Ces derniers mois les scandales sur la maltraitance en maison de retraite se sont succédés. Le groupe privé Korian avait suscité un vague d’indignation après la diffusion de l’émission « Pièces à conviction » qui révélait le rationnement alimentaire imposé aux personnes âgées. Le géant du secteur, aux bénéfices de 3 milliards d’euros par an, dépense en tout et pour tout cinq euros par jour et par personne pour manger… Ce même groupe Korian avait licencié à Marseille deux aide-soignantes ayant dénoncé ces mauvais traitements.

200 millions de coupes budgétaires annoncées pour les EHPAD

Alors que les maisons de retraites sont en sous-effectifs partout, comme dans les autres secteurs de la santé, les coupes sont drastiques dans les EHPAD. Cet été 200 millions euros en moins dans les dotations publiques aux EHPAD ont été annoncés par le gouvernement.

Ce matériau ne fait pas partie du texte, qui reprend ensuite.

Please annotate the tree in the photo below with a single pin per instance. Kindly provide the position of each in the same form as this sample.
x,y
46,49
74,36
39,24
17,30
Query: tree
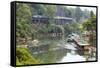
x,y
78,14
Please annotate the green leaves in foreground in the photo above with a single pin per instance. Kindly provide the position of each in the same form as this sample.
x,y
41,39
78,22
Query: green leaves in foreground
x,y
23,57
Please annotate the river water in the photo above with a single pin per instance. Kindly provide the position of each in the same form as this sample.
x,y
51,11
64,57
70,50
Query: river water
x,y
59,51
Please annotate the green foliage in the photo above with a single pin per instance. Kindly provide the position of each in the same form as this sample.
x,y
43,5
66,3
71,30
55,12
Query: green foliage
x,y
23,21
90,26
23,57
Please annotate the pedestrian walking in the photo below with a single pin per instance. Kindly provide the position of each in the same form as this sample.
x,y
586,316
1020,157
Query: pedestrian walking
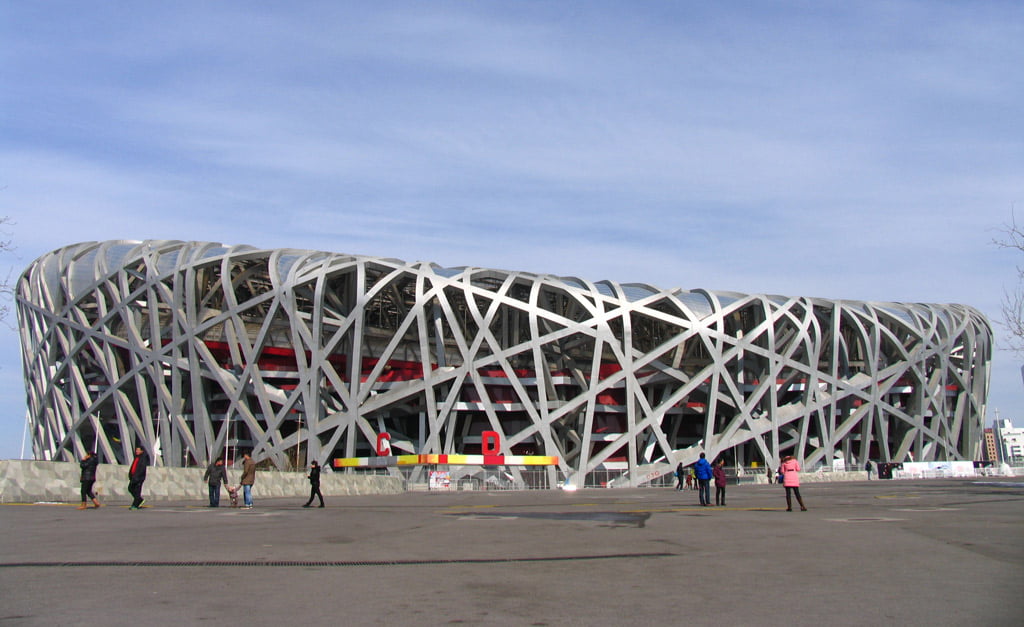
x,y
216,474
314,484
720,481
704,473
791,479
88,465
248,479
136,476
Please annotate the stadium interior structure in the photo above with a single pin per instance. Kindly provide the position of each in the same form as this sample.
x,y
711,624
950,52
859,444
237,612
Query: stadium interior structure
x,y
195,349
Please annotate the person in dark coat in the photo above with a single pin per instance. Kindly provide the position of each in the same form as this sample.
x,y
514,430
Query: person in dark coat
x,y
88,465
216,474
314,484
136,476
720,482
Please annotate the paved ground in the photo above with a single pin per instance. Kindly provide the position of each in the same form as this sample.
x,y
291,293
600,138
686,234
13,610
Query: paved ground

La situation est alertante quand on sait les conséquences dramatiques que ces coupes ont sur le terrain.

Le 27 décembre c’était une infirmière de l’EHPAD de l’hôpital de Cheylard qui interpellait sur Facebook la ministre de la santé Agnès Buzyn. Elle a depuis démissionné. Son message partagé près de 10 000 fois raconte les mêmes violences et souffrances, chez les personnes âgées comme les soignants : « Je suis dans une usine d’abattage qui broie l’humanité des vies qu’elle abrite, en pyjama ou en blouse blanche. Arrivez-vous à dormir ? Moi non. Et si c’était vous ? Vos parents ? Vos proches ? »

Des conditions de travail alarmantes

Le personnel exténué est à bout de souffle. En Septembre 2017, une mission parlementaire rendait un rapport particulièrement inquiétant quant aux conditions de travail en EHPAD, décrites par la présidence de la commission, Brigitte Bourguignon comme « particulièrement préoccupantes tant d’un point de vue physique que psychologique ». Le taux d’absentéisme et d’accidents du travail y est deux fois supérieur à la moyenne nationale, et supérieur à des secteurs à risque comme le BTP.

Tous en grève !

Les grèves se multiplient. Dans le Jura, le personnel soignant de la maison de retraite des Opalines (Fourcherans) a mené une grève victorieuse de plus de 100 jours pour protester contre leurs conditions de travail terribles, les cadences infernales, les burn-out et les maltraitance. Le 30 janvier 2018 une grève nationale dans les EHPAD publics et privés a été appelée par une intersyndicale réunissant cinq organisations syndicales (CGT, FO, CFDT, UNSA, CFTC). Leurs revendications sont

  •  un emploi par résident, tel que le prévoit le Plan Solidarité Grand Age ;
  •  l’abrogation des dispositions législatives relatives à la réforme de la tarification des EHPAD,
  •  l’arrêt des baisses de dotations induites par la convergence tarifaire,
  •  le maintien de tous les effectifs des EHPAD et la sécurisation des contrats aidés
  •  l’amélioration des rémunérations, des perspectives professionnelles et de carrières

    Des manifestations sont également appelées en soutien à la grève.